Marketplace lending (also commonly named P2P lending) is an emerging form of Fintech, which focuses on more efficient and thus less costly lending process, particularly toward individuals, SMEs, or those borrowers who are largely ignored or discriminated by conventional lending process. Lending Club as a reasonably successful marketplace lending Fintech company, offered a glimpse for us to better understand the market trend behind this type of Fintech companies and how they experimented/struggled to a publicly listed company. Please bear in mind that although China has thousands of so-called “P2P” companies, careful reading/research on Lending Club will reveal many obvious/subtle differences. When you answer case questions or join our in-class discussion, please be cautious to simply throw out your observations/lessons learned in China to the Lending Club case. This will be an extremely tricky test for some of you or test of thinking beyond what you know in the past.

•What was the market opportunity that the founders of Lending Club were trying to capture? Please be aware of the specific context and avoid the China bias or your knowledge learned from China.

•What was the business model of Lending Club as of the publishing date of this case? Can you briefly explain it (e.g. with business model canvas or another popular tool)?

•Please apply one specific analytic skill that you learned or will learn to a possible task that Lending Club will engage. Explain the task, how you proceed with what variables, what model, and what analytics to help with the proposed task.
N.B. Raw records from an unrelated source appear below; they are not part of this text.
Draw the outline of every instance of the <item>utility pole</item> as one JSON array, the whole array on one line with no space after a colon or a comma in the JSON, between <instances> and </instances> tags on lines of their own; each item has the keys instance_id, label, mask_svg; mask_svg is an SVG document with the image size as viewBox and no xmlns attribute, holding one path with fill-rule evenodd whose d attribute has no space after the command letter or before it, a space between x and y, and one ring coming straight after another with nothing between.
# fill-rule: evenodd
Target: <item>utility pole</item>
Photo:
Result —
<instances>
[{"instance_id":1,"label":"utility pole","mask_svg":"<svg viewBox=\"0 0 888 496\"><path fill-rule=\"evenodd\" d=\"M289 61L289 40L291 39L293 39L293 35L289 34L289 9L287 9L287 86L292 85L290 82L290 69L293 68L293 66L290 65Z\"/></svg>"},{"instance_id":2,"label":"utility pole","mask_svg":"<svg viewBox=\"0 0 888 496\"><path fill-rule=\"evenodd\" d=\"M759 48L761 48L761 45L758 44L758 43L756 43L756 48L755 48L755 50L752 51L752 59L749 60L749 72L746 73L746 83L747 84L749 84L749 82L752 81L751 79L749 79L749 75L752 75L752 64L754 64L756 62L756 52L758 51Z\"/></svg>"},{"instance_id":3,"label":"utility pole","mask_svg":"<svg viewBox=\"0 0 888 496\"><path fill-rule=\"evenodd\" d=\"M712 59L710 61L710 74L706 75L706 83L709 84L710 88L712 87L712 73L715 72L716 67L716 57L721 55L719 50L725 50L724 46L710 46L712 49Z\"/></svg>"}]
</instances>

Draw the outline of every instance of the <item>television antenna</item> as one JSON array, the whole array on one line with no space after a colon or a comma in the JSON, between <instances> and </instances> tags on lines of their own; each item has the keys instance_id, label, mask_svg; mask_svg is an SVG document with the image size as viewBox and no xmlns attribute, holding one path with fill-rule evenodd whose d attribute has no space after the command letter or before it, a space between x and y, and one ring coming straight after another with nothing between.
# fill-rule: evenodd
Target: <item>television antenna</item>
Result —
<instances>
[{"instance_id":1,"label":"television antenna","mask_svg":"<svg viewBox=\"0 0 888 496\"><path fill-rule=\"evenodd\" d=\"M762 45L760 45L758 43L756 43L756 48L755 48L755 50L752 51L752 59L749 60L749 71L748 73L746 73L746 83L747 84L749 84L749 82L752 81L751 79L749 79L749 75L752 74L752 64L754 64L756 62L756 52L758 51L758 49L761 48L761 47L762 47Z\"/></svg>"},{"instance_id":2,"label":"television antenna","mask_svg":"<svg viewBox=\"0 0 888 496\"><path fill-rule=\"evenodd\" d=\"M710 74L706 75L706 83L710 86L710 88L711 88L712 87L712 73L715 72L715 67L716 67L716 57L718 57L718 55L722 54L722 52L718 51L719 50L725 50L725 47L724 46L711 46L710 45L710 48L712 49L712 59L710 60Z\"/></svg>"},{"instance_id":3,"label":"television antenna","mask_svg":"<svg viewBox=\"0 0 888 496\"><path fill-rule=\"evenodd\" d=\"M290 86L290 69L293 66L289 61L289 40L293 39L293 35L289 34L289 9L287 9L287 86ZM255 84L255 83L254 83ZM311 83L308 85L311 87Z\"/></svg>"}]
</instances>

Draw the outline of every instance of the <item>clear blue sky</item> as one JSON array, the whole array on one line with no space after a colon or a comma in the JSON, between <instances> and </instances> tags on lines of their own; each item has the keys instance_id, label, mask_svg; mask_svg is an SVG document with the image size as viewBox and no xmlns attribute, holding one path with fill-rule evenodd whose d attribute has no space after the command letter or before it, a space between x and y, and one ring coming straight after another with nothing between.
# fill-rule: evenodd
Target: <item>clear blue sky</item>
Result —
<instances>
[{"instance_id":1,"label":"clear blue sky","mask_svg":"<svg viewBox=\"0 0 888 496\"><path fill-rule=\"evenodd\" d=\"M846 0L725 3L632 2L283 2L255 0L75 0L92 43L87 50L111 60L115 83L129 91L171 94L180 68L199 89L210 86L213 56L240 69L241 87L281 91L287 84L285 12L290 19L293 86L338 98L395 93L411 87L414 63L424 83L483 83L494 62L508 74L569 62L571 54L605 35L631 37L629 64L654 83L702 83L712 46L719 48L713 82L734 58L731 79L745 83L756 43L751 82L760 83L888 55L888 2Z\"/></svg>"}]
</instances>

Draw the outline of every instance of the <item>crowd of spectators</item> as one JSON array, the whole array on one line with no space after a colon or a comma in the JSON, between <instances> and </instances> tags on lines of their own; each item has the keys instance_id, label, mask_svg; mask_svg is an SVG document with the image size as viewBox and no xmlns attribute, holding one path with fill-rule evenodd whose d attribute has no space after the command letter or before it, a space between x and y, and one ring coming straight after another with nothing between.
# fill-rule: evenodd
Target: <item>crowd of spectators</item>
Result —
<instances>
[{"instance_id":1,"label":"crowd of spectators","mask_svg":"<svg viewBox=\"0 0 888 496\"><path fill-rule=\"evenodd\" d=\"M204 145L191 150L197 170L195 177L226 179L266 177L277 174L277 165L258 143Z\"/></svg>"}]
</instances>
•Can you show another contemporary Fintech company that follows a similar business model like Lending Club, local or global? Please briefly describe the key similarities.

•What is the key challenge(s) facing Lending Club NOW? Please provide specific argument(s) and specific evidence.


2: Quantopian & eToro
Historically hedge funds are actively players in trading (e.g. equities). Over time, the barriers to enter hedge funds for either semi-professionals or individuals become higher and higher in terms of data access, entry fee and knowledge spillover. For example, most hedge funds will demand an entry fee of 1 million USD (or RMB in China) and higher. Besides, a 1-2% annual management fee will be charged from the investment principal regardless the investment performance. Quantopian and eToro cases show how new Fintech startups can tackle on the conventional business model of hedge funds with their own unique approach towards their target markets. Again, both cases have their imitators in China. Again, please be cautious when you throw out examples from China since we have to be mindful of both similarities and differences between China and US. We will address and summarize the key differences in our last session when we focus on China Fintech. To save time, I will list questions for eToro but you can imagine a similar group of questions for Quantopian as well.

•What was the market opportunity that the founders of eToro were trying to capture initially? Please be aware of the specific context.

•What was the current business model of eToro? Any special items that you can identify from its current business model?

•Can you briefly describe what analytic skill that eToro can adopt (or has adopted) to cope with increasing competition? Please provide specific names and how to apply it to a real task.

•What could be the challenges that Fintech firms such as eToro are facing from a regulation’s perspective?

•Surprisingly social trading service became real in Hong Kong just recently but already tens of startups worked in this domain in mainland China. Can you briefly discuss whether eToro’s model can exist and prosper in Hong Kong or Mainland China? Show your argument and evidence.